Except the FAA's most recent published position on this is that ALL radio controlled flying machines are the same. They make no distinction between a hobbyist's 4-pounder and a much larger machine. This is why large organizations populated by mostly hobbyists are currently freaking out - because the FAA is gearing up to ban their events, meets, contests, etc. It's not about "drone"-ness, it's about "it flies in the air, period." Other government entities, like the Department of the Interior and all of their sub-departments, also lump them together. That's why you're no longer allowed to operate ANY sort of RC device on any of the millions of acres, ten thousand miles of coastline and river boundaries, etc., that fall under the administration of that agency. They don't care if you're getting paid or if you have a camera or downlink - it's just about whether you're flying something by remote control, period. The FAA's current position would prevent any hobby store from testing a 1-pound palm-sized quad in their parking lot, or prevent hundreds of decades-old model clubs from ever again holding contests where you might, say, win a free radio. No professionals will be allowed to demonstrate new products at events, no kids will be allowed to be sponsored as they fly RC. Why? Because like you, they can't draw any sort of rational distinction between that sort of "commerce" and FedEx flying an RC 747 at 30,000 feet.
If you go out and buy your own aircraft and take pictures of your own field, the idea is that you have enough skin in the game to be willing to assess the risks and should have enough knowledge to be able to do so.

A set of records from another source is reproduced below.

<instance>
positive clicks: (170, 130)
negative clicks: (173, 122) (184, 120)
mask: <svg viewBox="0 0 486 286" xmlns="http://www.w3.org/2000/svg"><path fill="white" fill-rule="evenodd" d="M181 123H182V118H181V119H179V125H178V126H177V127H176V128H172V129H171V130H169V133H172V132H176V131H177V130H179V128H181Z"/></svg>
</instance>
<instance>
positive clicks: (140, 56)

No, the FAA says that if you're a farmer, you can't do that - it's commerce. Flying over your own soybean field to look for dry spots is using an RC aircraft to help your farm business. You now owe $10,000 or worse. But if your friend asks if he can fly the exact same device in exactly the same way, and wants to use your bean field as a place to goof around - that's OK. And you're saying that's OK because the hobby guy has "more skin in the game" than the farmer does? Do you realize how ridiculous that sounds?

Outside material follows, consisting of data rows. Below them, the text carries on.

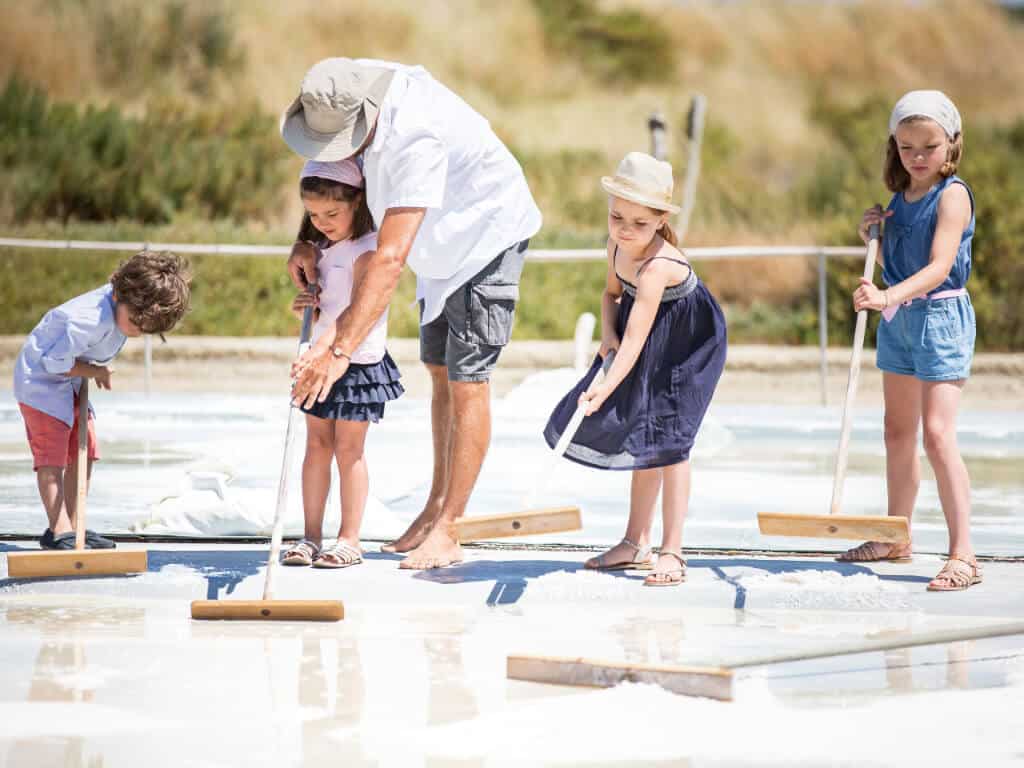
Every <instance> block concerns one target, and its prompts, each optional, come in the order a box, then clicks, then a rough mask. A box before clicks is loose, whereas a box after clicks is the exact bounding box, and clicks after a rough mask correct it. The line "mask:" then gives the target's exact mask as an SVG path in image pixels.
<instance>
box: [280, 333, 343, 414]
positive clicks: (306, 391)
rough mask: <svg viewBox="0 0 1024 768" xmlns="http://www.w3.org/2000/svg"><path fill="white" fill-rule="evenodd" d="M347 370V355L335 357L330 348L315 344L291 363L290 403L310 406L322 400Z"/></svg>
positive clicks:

If it is your own aircraft and you're flying it, hopefully you have enough personally invested that you care that you're safe.
So, if two guys who OWN THEIR OWN DEVICES are flying right next to each other in exactly the same way, with exactly the same risks to their identical devices as they fly with exactly the same level of experience, you're saying that the guy who happens to be helping out the farmer for a small fee is the more dangerous one, and the hobbyist is by definition safer? Or better yet, what about ONE guy who flies a lap around a stock pond just for fun (hey, it's a hobby!), and then ten minutes later makes exactly the same flight while allowing the pond's owner to look over his shoulder at a high-def downlink display so he can see where the algae is blooming and pay $15 for that useful information - the EXACT SAME GUY FLYING THE EXACT SAME RIG MINUTES LATER - that that guy should be free and clear at 12:15 PM, but at 12:25, when the farmer is looking over his shoulder with a $20 bill in hand, he should be subject to a $10,000 fine? Yes or no, please. The FAA has already said yes - that the 12:25 flight is more dangerous and should be subject to life-altering financial damages, while the 12:15 flight is just fine, and that's because the 12:25 flight is inherently more risky because ... well, they never actually explain that part, because they can't.

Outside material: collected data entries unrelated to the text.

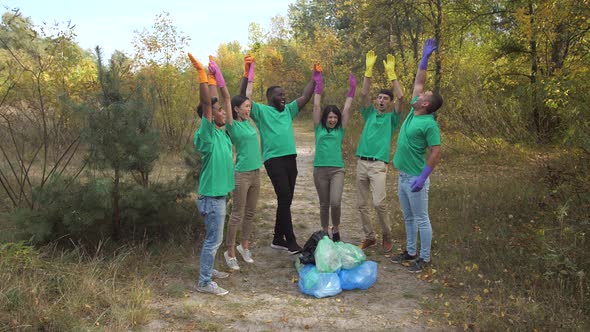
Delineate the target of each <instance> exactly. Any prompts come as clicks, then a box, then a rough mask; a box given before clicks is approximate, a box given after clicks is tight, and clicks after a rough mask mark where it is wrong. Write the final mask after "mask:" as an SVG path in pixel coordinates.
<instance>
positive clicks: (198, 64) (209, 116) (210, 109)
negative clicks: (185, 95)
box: [188, 52, 213, 121]
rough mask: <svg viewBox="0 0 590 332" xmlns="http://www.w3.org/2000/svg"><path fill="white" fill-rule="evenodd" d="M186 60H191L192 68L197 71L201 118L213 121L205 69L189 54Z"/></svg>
mask: <svg viewBox="0 0 590 332" xmlns="http://www.w3.org/2000/svg"><path fill="white" fill-rule="evenodd" d="M188 58H189V59H190V60H191V63H192V64H193V67H195V69H196V70H197V74H198V82H199V103H200V104H201V105H202V107H203V117H204V118H205V119H207V120H209V121H211V120H212V119H213V111H212V109H211V97H210V96H209V88H208V81H207V71H206V70H205V67H203V65H202V64H201V63H200V62H199V60H197V59H196V58H195V57H194V56H193V55H192V54H191V53H190V52H189V53H188Z"/></svg>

They won't say what differentiates those two flights - in terms of equipment, practices, safety, risk, experience, or anything else - but perhaps you have the secret knowledge. When does the 12:25 risk begin? As the operator checks the props? Is that when he's a poorer judge of the status of his equipment than he was ten minutes earlier? Is it the extra 10 minutes of age on the batteries he's using? Is it because the sun is at a different angle? Is it because he can't concentrate with the farmer looking over his shoulder, but he CAN concentrate when a friendly fellow RC enthusiast does the exact same thing and it's all for fun? When, specifically, does the 12:25 flight become the risk that the 12:15 wasn't?
Yes, it's a rhetorical question. Because you're not being honest about your actual agenda. You want the feds to come down hard on the would-be commercial operators as round one, and to ban hobbyists from using equipment they've already been enjoying for years, which they use in EXACTLY THE SAME WAY, because that's what really pisses you off - people having fun with things that fly without having to go through the expensive hoops you had to jump through to operate the gear you operate. I'll bet that the local AMA clubs flying 500mm toy helicopters have been getting under your skin for years. And, of course, you don't want smaller, safer-than-you competition able to do things like aerial real estate photography from the far more useful altitude/perspective of tree-top-level flying. At least be honest about it.